Artes/cultura
02/09/2021 às 04:00•3 min de leitura
Foi graças à rivalidade ferrenha dos paleontólogos norte-americanos Edward Drinker Cope e Othniel Charles Marsh em um episódio conhecido como Guerra dos Ossos — em que esses homens entraram em um conflito envolvendo suborno, roubo e outras manobras clandestinas — que a sociedade do final do século XIX na América do Norte e na Europa começaram a ser tomadas pelo frenesi da ideia de existirem dinossauros no espaço.
A dupla se tornou famosa por uma corrida tão acirrada quanto à espacial, que foi disputada pelos Estados Unidos e pela União Soviética para identificar mais de 130 novas espécies de dinossauros, entre 1870 e 1890, pelo oeste americano.
Os espectadores ficaram chocados quando os restos dos animais extintos foram exibidos em museus de história natural; contudo, eles não estavam apenas deslumbrados com as proporções enormes das criaturas.
(Fonte: Tudo Celular/Reprodução)
Conforme Zoë Lescaze, autora de Paleoart: Visions of the Prehistoci Past, disse em entrevista para a Vice: “No final do século XIX, as pessoas passavam por tremendos cataclismos sociais e uma revolução científica indiscriminada que mudava completamente sua compreensão da maneira como o mundo funcionava em todos os níveis”.
Até aquele momento, a crença social era de que todas as criaturas foram feitas por Deus, porém os dinossauros foram responsáveis pela ruptura científica dessa consciência religiosa universal ao forçar as pessoas a lidar com a idade do planeta e as formas de vida que existiam antes dos seres humanos.
Para Lescaze, as pessoas estavam experimentando a desestabilização fundamental da importância humana, da garantia da própria sobrevivência e da benevolência de Deus, ensinando que Ele poderia simplesmente exterminar a própria criação, como fez com os dinossauros. “Essa ideia não foi exatamente reconfortante”, pontuou a autora.
(Fonte: Artstation/Reprodução)
À medida que a sociedade foi se acostumando com a ideia de que o planeta não havia sido feito só para os seres humanos, surgiu um sentimento de rivalidade terrestre com os dinossauros. Havia uma sede pública de imaginar confrontos entre humanos e os gigantescos animais, representados como monstruosos, enquanto os humanos assumiram a posição de "avatares" de superioridade com armas equipadas e um senso de salvador da dominação da humanidade.
(Fonte: ESO Supernova/Reprodução)
Em 1895, Gustavus W. Pope deu um passo adiante quando transportou todo esse fascínio pelos dinossauros para o planeta Vênus em sua obra Journey to Venus, unindo o espaço, que havia olhado por milhares de milênios para a Terra, como mais um integrante desse deslumbramento social.
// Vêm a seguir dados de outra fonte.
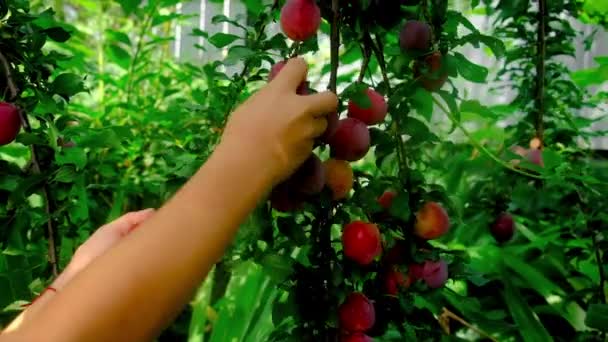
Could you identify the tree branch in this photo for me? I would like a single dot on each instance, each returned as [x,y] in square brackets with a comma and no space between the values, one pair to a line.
[335,46]
[9,78]
[52,250]
[540,69]
[446,315]
[364,63]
“Ao longo da costa, aquecendo-se na areia ou chafurdando nos pântanos lamacentos, havia enormes répteis terrestres, os iguanodontes, os megalossauros e os dinossauros”, escreveu Pope. “Estes foram apenas o início das maravilhas exibidas neste Mundo Primevo”, segundo ele.
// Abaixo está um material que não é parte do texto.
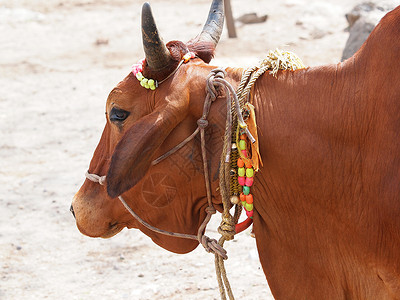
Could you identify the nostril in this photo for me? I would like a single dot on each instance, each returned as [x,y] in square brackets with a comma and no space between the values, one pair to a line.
[71,209]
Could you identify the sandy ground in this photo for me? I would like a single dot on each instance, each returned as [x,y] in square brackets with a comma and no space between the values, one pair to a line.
[58,61]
O astrônomo Carl Sagan, em um programa de 1980 da PBS Cosmos, foi o responsável por desmontar a "falácia do dinossauro venusiano", que foi altamente difundida durante o século XX com o advento da corrida espacial.
Em 1950, a existência de dinossauros em Vênus ganhou força no imaginário popular com a explosão da ficção científica no mundo, a partir de uma coletânea de histórias futurísticas publicadas pela Revista Coronet chamada Sr. Smith Vai para Vênus.
(Fonte: The Smithsonian/Reprodução)
Sem dar crédito a nenhum autor, a história se passava ao redor de uma família que tirou férias em Vênus no ano de 2500, unindo a revolução social e tecnológica proporcionada pela Era Atômica, explicando que essa energia poderia ser a chave para a paz universal e a viagem para planetas distantes. A ideia teve um significado especial para aqueles que acreditavam que o poder atômico podia ser a chave para "as realizações mais magníficas do homem".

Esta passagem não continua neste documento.